What freedom-loving American would ever advocate the idea that a group of freeborn persons in Sovereign States should be forced to be governed by a government that was initially created by the will and assent of those people in their sovereign and independent capacities, especially where that artificial creation (i.e., the federal government) has usurped the powers originally granted to it by the sovereigns of the States? Such a thought is repugnant to free society, free government, and American ideology, and mirrors more of the hereditary-right-to-rule notion argued by monarchs of yesteryear and forced upon its not-so-loyal subjects.

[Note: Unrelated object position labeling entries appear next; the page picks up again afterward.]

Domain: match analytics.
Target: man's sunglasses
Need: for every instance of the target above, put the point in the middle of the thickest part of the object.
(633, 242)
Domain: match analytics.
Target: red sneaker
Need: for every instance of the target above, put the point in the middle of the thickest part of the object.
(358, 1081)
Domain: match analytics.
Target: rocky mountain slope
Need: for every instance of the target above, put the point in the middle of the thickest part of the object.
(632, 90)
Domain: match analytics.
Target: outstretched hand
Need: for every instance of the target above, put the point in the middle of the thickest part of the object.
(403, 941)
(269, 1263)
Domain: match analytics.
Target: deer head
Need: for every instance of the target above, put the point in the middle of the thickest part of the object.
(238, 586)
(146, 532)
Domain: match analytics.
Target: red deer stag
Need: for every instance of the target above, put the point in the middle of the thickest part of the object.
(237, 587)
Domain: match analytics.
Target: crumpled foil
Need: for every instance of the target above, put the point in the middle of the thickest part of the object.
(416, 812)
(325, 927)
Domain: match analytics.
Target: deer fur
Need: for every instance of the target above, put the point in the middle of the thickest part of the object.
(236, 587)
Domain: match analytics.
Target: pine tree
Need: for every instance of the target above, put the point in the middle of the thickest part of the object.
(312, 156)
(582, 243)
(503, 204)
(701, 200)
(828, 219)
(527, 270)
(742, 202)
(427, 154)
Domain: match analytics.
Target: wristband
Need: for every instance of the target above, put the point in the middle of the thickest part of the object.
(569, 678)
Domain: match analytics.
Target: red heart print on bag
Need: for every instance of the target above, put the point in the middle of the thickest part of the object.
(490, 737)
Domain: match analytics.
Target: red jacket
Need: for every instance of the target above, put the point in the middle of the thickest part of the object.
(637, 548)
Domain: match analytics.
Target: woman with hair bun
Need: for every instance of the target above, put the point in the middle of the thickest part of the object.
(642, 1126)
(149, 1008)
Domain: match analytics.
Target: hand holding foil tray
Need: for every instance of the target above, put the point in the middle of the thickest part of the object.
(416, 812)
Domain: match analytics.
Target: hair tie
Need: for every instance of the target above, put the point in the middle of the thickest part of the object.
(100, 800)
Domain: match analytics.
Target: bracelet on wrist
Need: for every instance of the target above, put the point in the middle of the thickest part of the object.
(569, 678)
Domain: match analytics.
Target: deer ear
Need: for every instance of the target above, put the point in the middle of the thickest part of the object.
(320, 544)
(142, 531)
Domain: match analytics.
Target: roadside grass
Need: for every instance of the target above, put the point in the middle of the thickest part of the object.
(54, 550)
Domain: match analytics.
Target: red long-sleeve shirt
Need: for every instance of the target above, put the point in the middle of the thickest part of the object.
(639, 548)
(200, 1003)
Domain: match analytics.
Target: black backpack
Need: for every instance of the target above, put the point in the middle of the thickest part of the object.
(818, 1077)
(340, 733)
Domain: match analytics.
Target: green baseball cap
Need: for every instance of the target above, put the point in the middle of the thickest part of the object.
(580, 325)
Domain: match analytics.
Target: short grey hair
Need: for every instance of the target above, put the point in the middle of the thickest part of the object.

Not likely realizing the significance and effect of his words and not knowing how he would later change his political understanding of State Sovereignty, Webster admits in 1833 that “the natural converse of accession is secession; and therefore, when it is stated that the people of the States acceded to the Union, it may be more plausibly argued that they may secede from it.” As seen in his statement in 1851 above, Webster certainly reached the conclusion that the States actually did accede to the Union and did in fact retain their Sovereign powers, which they have a duty to use to protect their citizens.